Has anyone ever encountered this issue? Maybe I'm using the wrong code page?
Thanks for any input you may have.
Bytes from counterparty(Positions [5,14]):
00000 F0 40 D9 F0 F3 F0 CB 56--EF 80 04 C9 10 2E C4 D4 |0 R030.....I..DM|
Program output:
UTF String: [R030ôîÕ؜IDMDHP1027W 0510]
EBCDIC String: [R030ôîÃÃÂIDMDHP1027W 0510]
NATIVE CHARSET - HEX: [52303330C3B4C3AEC395C398C29C491006444D44485031303237572030353130]
CP500 CHARSET - HEX: [D9F0F3F066BE66AF663F663F623FC9102EC4D4C4C8D7F1F0F2F7E640F0F5F1F0]
Here is some sample code:
private void readAndPrint(MQMessage mqMessage) throws IOException {
mqMessage.seek(150);
byte[] subStringBytes = new byte[32];
mqMessage.readFully(subStringBytes);
String msgId = toHexString(mqMessage.messageId).toUpperCase();
System.out.println("----------------------------------------------------------------");
System.out.println("MESSAGE_ID: " + msgId);
String hexString = toHexString(subStringBytes).toUpperCase();
String subStr = new String(subStringBytes);
System.out.println("NATIVE CHARSET - HEX: [" + hexString + "] [" + subStr + "]");
// Transform to EBCDIC
int codePageNumber = 37;
String codePage = "CP037";
AS400Text converter = new AS400Text(subStr.length(), codePageNumber);
byte[] bytesData = converter.toBytes(subStr);
String resultedEbcdicText = new String(bytesData, codePage);
String hexStringEbcdic = toHexString(bytesData).toUpperCase();
System.out.println("CP500 CHARSET - HEX: [" + hexStringEbcdic + "] [" + resultedEbcdicText + "]");
System.out.println("----------------------------------------------------------------");
}
If a MQ message has varying sub-message fields that require different encodings, then that's how you should handle those messages, i.e., as separate message pieces.
But as you describe this, the entire message needs to be received without conversion. The first eight bytes need to be extracted and held separately. The remainder of the message can then have its encoding converted (unless other sub-fields also need to be extracted as binary, unconverted bytes).
For any return message, the opposite conversion must be done. The text portion of the message can be converted, and then that sub-string can have the original eight bytes prepended to it. The newly reconstructed message then can be sent back through the queue, again without automatic conversion.
Your partner on the other end is not using the messaging product correctly. (Of course, you probably shouldn't say that out loud.) There should be no part of such a message that cannot automatically survive intact across both directions. Instead of an 8-byte binary field, it should be represented as something more like a 16-byte hex representation of the 8-byte value for one example method. In hex, there'd be no conversion problem either way across the route.

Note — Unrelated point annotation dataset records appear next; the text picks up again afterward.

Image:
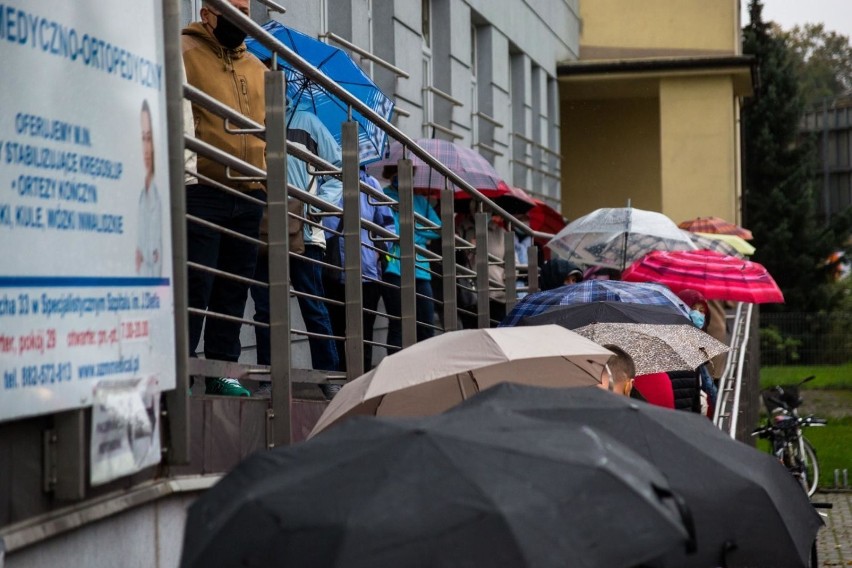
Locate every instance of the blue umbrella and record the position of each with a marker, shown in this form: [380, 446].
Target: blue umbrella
[339, 67]
[594, 291]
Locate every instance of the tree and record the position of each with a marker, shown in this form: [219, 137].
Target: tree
[779, 199]
[822, 61]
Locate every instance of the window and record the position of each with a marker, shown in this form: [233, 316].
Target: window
[426, 22]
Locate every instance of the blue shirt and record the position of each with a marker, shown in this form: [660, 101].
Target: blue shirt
[304, 127]
[381, 215]
[422, 235]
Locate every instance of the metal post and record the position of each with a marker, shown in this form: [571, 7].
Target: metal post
[483, 309]
[510, 276]
[408, 296]
[448, 263]
[279, 262]
[739, 377]
[177, 401]
[352, 252]
[532, 269]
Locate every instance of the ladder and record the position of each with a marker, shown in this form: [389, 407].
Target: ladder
[728, 400]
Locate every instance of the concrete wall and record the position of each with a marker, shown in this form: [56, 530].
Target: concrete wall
[150, 536]
[628, 29]
[611, 154]
[698, 148]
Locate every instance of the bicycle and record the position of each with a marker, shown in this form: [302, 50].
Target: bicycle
[783, 429]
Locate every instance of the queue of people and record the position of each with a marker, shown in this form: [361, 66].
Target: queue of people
[216, 62]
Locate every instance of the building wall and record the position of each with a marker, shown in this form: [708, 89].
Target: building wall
[517, 46]
[611, 153]
[615, 29]
[698, 147]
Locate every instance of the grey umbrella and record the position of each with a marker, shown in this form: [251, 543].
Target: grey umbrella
[437, 492]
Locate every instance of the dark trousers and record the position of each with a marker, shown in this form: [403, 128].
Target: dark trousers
[211, 248]
[305, 277]
[370, 295]
[393, 305]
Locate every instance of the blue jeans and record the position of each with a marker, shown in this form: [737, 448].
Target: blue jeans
[305, 277]
[393, 304]
[211, 248]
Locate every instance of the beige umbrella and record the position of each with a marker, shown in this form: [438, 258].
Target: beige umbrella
[438, 373]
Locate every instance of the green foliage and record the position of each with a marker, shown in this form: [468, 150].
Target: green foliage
[778, 348]
[779, 193]
[827, 376]
[822, 61]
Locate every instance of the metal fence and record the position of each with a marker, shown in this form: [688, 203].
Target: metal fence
[798, 338]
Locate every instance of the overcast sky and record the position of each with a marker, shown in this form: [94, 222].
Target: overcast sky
[835, 14]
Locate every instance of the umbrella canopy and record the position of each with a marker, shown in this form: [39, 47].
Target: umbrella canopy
[578, 315]
[748, 510]
[615, 237]
[593, 291]
[715, 225]
[738, 243]
[339, 67]
[716, 276]
[433, 375]
[437, 493]
[657, 348]
[466, 162]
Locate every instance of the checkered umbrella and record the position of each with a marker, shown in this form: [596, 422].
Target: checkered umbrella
[715, 225]
[466, 162]
[615, 237]
[593, 291]
[716, 276]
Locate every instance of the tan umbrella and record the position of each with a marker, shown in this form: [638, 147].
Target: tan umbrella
[438, 373]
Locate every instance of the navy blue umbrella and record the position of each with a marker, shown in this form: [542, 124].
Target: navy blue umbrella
[339, 67]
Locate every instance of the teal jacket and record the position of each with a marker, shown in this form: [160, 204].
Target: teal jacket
[421, 235]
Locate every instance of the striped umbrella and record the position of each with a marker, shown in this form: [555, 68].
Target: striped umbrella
[465, 162]
[717, 276]
[715, 225]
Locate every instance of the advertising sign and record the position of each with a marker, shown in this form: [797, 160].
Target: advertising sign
[85, 281]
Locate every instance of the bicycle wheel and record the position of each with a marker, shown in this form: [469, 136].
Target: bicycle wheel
[810, 468]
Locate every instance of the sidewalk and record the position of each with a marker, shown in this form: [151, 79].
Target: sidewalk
[835, 539]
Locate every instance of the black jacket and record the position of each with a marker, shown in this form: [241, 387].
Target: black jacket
[687, 390]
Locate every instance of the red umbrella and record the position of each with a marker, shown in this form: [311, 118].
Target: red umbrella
[715, 225]
[717, 276]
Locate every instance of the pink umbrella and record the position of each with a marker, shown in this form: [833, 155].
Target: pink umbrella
[717, 276]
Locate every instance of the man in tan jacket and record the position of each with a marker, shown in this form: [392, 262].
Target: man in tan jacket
[216, 61]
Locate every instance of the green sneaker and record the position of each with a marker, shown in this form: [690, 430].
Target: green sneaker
[225, 387]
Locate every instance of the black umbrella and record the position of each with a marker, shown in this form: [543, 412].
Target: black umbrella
[437, 492]
[748, 509]
[572, 316]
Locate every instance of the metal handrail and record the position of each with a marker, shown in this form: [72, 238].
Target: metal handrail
[365, 54]
[314, 74]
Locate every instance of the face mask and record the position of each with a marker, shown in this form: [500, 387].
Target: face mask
[697, 318]
[229, 35]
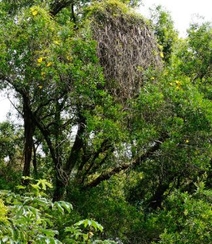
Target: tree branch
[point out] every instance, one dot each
(142, 158)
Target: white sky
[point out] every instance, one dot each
(182, 12)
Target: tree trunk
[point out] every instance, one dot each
(29, 129)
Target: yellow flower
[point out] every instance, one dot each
(49, 64)
(39, 60)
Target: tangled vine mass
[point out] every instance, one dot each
(126, 47)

It seems to me that the special 8 bytes are not actually EBCDIC character but simply 8 bytes of data. If it is in such case then I believe, as mentioned by another answer, that you should handle that 8 bytes separately without allowing it convert to UTF8 and then back to EBCDIC for further processing.
Depending on the EBCDIC variant you are using, it is quite possible that a byte in EBCDIC is not converting to a meaningful UTF-8 character, and hence, you will fail to get the original byte by converting the UTF8 character to EBCDIC you received.
A brief search on Google give me several EBCDIC tables (e.g. http://www.simotime.com/asc2ebc1.htm#AscEbcTables). You can see there are lots of values in EBCDIC that do not have character assigned. Hence, when they are converted to UTF8, you may not assume each of them will convert to a distinct character in Unicode. Therefore your proposed way of processing is going to be very dangerous and error-prone.